Let’s start with the definition of to romanticize, according to the Merriam-Webster Dictionary: “to make romantic : treat as idealized or heroic.”

I would argue that authors of fictional novels and stories are almost obligated to be natural-born romantics. What is a novel if not an idealized telling of scenarios coming from real life. Your typical romance plot will have at least a few tropes such as “enemies to lovers”, or “the knight in shining armor”. These are tropes for a reason, in that they are reoccurring themes that create the ideal outcome and overall fantasy that the reader is drawn to because they cannot find it in the real world.
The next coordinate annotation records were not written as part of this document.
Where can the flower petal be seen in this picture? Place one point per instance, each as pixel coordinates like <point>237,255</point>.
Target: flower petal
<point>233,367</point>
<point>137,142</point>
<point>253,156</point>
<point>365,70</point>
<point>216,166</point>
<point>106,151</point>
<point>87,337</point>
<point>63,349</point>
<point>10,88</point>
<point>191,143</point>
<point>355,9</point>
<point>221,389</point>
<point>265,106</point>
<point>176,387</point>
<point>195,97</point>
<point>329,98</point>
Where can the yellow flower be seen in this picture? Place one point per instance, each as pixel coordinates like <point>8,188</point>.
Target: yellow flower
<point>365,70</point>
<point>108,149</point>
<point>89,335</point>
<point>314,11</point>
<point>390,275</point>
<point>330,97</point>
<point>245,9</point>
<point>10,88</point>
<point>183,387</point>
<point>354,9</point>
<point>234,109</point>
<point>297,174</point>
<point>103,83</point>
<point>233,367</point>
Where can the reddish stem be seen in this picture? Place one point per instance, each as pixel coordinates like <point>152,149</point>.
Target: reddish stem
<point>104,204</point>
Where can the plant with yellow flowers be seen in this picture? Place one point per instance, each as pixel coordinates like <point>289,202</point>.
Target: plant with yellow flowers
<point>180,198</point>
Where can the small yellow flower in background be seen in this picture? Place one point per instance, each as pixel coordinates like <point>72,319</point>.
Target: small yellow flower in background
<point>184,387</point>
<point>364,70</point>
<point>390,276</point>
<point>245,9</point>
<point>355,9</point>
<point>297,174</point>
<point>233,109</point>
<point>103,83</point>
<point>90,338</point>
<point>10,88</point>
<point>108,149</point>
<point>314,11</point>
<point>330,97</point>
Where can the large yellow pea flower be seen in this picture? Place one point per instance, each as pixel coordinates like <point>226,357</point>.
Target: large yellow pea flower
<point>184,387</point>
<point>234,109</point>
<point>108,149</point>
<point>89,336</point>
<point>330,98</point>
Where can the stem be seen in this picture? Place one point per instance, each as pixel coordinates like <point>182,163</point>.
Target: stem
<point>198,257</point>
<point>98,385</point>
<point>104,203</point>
Even books dealing with dark themes like post-apocalyptic dystopias present them in a romanticized manner. Having a modded dune buggy a la Mad Max is probably not the most likely outcome in the case of a post-nuclear war world, but it fits in perfectly to a fantasy world with characters whose exaggerated personalities make them living caricatures.

Even suffering is romantic in many novels. How can you capture the human condition and evoke an emotional response in the reader if you do not romanticize even the darkest parts of your character’s journey.

Given this, the writer needs to be able to see the world through rose-tinted glasses in order to craft these fantastical stories which allow the reader to escape the mundane and explore the limits of their imaginations.

What do you think? Is the writer always a romantic at heart?